Treatment begins with monitoring and controlling the patient's blood pressure. If possible, the patient should sit up to lower blood pressure. All constrictive clothing items should be loosened. If the systolic blood pressure is above 150 mm Hg, an antihypertensive agent with a rapid onset and short duration should be used. Nitroprusside and nitrates are the most commonly used agents. More aggressive treatment should be undertaken if these agents do not adequately correct the elevated blood pressure.

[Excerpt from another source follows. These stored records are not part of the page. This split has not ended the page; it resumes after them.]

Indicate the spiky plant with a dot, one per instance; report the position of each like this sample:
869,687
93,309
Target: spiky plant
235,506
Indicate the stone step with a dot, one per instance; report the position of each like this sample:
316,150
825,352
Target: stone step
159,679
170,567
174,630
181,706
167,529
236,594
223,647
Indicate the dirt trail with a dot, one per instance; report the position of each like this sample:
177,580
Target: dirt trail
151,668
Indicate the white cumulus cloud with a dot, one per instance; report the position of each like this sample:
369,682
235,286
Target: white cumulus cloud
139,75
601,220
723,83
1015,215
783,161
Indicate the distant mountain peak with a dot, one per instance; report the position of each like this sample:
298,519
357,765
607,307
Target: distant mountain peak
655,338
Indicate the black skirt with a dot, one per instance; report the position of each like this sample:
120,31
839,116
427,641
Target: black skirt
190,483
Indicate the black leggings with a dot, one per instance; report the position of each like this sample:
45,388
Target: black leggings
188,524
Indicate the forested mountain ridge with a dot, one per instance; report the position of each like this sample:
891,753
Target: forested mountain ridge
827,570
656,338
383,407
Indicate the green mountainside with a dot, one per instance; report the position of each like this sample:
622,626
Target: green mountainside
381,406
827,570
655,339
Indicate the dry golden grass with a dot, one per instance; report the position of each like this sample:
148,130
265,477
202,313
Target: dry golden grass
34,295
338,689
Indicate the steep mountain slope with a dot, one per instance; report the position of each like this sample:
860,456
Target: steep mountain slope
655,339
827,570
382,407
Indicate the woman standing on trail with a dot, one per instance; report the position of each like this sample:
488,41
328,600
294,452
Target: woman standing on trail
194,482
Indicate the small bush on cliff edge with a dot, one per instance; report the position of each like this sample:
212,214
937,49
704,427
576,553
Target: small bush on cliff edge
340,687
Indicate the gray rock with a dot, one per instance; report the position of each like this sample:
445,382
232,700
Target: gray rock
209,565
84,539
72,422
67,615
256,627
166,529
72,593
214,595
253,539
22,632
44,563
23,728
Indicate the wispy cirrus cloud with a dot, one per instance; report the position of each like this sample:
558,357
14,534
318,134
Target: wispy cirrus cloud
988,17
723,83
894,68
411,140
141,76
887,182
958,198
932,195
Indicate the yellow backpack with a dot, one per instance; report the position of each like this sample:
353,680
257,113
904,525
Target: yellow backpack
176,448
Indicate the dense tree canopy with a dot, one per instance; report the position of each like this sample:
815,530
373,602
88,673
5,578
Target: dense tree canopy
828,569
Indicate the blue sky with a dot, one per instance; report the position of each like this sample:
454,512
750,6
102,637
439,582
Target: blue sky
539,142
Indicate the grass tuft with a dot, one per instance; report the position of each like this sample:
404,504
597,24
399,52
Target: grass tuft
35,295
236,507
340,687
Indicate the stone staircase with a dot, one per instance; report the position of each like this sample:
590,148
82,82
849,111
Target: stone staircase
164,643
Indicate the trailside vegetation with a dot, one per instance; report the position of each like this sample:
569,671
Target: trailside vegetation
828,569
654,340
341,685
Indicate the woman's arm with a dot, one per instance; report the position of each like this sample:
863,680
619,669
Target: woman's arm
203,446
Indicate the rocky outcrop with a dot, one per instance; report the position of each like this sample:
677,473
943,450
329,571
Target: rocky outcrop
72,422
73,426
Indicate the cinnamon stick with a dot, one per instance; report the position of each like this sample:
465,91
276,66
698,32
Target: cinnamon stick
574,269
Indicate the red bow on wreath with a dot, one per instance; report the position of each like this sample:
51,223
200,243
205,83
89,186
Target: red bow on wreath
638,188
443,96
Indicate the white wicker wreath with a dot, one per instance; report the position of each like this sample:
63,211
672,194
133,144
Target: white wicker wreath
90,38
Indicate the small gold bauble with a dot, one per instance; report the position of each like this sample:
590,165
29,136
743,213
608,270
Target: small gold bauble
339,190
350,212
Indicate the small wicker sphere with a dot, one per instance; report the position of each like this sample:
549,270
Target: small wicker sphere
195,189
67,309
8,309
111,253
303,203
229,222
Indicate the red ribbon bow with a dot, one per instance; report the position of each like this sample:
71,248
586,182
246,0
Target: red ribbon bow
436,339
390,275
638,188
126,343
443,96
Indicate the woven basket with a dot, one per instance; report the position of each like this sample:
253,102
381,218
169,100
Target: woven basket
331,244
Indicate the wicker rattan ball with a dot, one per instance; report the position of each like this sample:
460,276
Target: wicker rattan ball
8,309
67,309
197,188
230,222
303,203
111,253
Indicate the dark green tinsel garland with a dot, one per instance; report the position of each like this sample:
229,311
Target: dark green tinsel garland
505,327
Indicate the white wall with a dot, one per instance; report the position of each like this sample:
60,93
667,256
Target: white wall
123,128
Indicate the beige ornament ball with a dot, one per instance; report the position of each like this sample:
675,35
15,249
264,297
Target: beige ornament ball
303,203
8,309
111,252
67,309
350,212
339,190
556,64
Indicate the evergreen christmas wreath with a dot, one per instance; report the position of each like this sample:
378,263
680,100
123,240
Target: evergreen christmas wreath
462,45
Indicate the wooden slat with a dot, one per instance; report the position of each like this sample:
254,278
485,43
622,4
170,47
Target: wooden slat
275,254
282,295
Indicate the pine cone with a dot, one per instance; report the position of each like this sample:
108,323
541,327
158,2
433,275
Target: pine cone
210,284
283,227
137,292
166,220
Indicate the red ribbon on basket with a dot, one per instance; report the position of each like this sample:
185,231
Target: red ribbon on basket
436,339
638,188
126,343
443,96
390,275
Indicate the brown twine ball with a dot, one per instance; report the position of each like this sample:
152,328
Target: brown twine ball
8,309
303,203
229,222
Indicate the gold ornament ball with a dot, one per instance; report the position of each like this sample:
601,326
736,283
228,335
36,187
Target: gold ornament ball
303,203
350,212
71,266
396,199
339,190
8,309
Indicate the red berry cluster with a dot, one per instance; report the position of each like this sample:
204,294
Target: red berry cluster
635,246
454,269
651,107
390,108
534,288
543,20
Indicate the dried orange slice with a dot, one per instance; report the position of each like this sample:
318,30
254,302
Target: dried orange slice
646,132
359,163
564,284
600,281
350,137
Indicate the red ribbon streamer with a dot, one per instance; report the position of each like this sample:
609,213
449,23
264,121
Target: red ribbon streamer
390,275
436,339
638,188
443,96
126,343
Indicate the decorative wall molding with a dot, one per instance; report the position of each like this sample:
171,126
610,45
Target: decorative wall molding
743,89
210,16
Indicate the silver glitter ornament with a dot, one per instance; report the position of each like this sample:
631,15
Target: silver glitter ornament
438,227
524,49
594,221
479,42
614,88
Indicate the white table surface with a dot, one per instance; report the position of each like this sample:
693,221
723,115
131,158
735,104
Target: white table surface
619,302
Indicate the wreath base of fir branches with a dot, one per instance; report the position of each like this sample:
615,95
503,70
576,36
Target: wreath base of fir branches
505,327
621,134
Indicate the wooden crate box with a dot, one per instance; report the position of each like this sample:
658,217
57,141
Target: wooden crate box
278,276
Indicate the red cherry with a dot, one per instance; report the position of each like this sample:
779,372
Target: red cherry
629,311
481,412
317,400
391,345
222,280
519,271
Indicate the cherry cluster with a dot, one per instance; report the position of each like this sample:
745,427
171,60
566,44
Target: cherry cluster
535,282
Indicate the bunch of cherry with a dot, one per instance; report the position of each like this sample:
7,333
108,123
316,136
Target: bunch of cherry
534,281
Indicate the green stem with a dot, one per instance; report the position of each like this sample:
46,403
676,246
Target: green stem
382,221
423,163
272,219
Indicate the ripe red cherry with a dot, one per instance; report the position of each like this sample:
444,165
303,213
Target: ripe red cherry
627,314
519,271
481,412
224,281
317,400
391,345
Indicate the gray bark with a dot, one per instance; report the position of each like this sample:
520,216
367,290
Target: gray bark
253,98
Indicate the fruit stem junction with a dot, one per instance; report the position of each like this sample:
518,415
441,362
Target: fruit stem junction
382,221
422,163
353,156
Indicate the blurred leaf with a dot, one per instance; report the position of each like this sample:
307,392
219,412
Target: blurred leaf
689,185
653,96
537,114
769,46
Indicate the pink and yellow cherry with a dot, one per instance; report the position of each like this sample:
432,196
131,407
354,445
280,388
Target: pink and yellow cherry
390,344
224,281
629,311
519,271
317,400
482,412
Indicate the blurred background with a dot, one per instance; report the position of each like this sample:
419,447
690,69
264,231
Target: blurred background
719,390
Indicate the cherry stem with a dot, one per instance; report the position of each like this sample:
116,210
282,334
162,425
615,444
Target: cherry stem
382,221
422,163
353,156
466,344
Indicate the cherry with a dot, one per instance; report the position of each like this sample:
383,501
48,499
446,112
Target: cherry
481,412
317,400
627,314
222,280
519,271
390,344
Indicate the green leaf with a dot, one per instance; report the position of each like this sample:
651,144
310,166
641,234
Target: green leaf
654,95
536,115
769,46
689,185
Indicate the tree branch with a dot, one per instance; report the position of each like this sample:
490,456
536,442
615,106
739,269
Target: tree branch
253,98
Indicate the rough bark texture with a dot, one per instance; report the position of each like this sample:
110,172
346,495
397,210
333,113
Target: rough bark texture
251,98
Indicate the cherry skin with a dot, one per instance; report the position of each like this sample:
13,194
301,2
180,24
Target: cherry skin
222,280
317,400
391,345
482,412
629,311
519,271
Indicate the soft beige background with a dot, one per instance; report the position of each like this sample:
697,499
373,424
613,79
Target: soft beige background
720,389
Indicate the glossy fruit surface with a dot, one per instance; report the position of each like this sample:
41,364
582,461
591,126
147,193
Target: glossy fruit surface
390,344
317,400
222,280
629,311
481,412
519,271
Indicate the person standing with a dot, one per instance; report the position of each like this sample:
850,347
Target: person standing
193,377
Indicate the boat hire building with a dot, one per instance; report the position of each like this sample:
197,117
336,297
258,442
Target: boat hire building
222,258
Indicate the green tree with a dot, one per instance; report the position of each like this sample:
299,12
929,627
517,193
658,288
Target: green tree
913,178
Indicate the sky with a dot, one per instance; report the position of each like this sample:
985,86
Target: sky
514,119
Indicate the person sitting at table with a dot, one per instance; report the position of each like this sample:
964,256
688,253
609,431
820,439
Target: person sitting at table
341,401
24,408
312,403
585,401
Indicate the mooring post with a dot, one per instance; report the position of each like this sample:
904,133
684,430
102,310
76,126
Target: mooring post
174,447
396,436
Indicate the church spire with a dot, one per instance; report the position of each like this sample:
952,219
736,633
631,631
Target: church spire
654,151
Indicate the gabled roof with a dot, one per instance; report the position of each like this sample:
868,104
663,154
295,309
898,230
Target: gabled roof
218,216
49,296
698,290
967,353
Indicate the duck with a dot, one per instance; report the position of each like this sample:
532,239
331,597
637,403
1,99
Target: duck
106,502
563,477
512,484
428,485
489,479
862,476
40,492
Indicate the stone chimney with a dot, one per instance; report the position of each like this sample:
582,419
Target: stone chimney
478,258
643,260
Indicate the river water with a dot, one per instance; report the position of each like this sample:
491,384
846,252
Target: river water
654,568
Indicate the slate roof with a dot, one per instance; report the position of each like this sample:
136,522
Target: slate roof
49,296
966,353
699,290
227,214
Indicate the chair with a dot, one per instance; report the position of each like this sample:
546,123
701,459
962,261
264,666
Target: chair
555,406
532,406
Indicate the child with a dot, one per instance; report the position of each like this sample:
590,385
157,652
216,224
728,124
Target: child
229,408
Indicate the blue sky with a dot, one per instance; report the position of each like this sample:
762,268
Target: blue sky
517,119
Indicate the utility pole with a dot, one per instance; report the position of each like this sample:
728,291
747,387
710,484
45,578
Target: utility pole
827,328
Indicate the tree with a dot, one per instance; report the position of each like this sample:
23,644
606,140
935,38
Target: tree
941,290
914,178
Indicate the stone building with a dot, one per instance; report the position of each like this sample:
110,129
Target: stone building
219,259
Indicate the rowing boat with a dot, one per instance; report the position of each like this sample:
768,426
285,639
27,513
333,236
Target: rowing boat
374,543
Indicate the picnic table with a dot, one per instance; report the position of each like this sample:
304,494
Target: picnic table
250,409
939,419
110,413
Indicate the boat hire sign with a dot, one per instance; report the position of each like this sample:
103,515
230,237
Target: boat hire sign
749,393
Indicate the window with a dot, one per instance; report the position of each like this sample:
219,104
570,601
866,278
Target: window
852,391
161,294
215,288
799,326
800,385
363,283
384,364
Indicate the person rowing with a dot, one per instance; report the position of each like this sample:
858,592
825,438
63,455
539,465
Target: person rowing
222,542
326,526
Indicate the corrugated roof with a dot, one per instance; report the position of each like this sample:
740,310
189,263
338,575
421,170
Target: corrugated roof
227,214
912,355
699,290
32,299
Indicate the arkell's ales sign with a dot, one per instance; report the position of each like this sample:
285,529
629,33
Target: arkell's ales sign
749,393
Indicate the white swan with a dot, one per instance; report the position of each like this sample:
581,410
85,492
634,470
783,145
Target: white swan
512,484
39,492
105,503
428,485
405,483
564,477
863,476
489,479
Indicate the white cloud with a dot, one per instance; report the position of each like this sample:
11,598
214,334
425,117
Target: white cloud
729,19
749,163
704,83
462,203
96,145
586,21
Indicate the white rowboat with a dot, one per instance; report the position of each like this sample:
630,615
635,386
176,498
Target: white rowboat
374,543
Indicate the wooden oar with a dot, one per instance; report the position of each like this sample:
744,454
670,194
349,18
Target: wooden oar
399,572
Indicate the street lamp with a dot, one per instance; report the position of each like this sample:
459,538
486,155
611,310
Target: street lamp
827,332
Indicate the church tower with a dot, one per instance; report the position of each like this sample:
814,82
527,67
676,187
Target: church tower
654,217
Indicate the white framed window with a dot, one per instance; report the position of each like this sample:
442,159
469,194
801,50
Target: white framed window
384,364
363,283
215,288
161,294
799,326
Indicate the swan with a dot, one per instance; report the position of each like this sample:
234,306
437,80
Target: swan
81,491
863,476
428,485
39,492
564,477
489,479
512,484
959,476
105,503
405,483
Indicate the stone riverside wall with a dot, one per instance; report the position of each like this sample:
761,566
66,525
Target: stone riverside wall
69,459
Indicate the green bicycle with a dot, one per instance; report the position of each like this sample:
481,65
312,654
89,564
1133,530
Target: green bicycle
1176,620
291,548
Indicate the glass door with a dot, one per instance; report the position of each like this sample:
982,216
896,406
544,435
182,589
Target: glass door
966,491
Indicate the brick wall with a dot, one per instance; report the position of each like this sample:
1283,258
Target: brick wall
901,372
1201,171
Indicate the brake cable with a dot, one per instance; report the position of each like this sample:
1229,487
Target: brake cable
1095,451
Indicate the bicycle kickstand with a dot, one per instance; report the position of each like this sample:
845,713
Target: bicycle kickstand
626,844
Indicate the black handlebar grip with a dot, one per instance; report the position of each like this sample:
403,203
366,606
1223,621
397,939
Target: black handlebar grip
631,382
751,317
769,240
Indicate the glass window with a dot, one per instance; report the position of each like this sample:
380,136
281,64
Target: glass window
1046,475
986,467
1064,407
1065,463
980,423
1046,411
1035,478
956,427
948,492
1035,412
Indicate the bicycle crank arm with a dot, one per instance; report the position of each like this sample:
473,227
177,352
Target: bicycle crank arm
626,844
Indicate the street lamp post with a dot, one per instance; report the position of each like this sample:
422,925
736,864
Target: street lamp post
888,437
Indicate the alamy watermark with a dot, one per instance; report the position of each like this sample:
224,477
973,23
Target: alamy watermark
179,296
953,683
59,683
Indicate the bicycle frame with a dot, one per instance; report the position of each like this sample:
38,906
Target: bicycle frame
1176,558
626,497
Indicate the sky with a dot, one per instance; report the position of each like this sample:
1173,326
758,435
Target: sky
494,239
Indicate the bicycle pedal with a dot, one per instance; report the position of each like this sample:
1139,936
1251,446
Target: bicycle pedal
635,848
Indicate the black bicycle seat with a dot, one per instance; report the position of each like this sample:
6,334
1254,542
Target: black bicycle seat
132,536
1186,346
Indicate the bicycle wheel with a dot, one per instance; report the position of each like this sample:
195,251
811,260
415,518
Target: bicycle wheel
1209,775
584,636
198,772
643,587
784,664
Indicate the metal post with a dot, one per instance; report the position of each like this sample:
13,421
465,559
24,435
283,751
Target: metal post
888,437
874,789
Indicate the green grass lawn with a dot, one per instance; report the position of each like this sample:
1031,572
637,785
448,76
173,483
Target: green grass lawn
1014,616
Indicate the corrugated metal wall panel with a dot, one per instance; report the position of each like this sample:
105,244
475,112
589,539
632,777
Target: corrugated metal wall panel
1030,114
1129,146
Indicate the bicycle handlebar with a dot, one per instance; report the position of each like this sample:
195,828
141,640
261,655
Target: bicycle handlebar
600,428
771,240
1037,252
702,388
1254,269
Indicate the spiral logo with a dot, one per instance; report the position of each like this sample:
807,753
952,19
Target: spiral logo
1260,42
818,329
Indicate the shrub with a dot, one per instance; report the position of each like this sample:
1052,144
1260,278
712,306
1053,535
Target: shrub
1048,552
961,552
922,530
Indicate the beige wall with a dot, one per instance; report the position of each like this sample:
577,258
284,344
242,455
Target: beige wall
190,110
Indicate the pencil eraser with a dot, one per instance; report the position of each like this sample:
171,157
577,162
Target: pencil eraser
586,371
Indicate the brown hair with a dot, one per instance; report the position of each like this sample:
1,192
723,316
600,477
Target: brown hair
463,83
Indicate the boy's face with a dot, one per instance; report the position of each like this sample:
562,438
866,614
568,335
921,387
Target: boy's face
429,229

After assessment of the blood pressure, the bladder should be checked for distention and infection. If the patient does not already have a urinary catheter, one should be placed. The stimulus of catheterization may add to the autonomic reflex, and lidocaine jelly should be used in the urethra prior to catheter insertion if it is readily available, but its lack should not delay the placement of the catheter. If the patient already has an indwelling urinary or suprapubic catheter, it should be checked for obstruction and proper placement. The bladder can be gently irrigated through the catheter with body-temperature normal saline solution to check for obstruction and improper placement. Urine should be sent for urinalysis and culture.

If symptoms persist, the physician should suspect fecal impaction. Prior to the rectal examination, the patient's blood pressure should be managed, and the anal opening should be anesthetized with lidocaine jelly placed into the rectum for 5 min before beginning the examination. The patient's blood pressure should be monitored to ensure that the hypertension is not aggravated during this procedure, since rectal examination can exacerbate autonomic dysreflexia. If the blood pressure increases, stop the examination, instill more anesthetic agent, and wait additional time. If the bladder or bowel does not appear to be the cause of the patient's symptoms, a search for other causes should be undertaken.

Following relief of an acute episode, patients should be monitored for at least 2 h after resolution to ensure that there is no recurrence. Patients with bladder distention do not routinely require discharge with an indwelling urinary catheter. It is best to discuss that option with the patient's physician. If the patient responds poorly or the cause has not been identified, the patient may be admitted for more aggressive pharmacologic control of blood pressure and a more thorough investigation of the cause.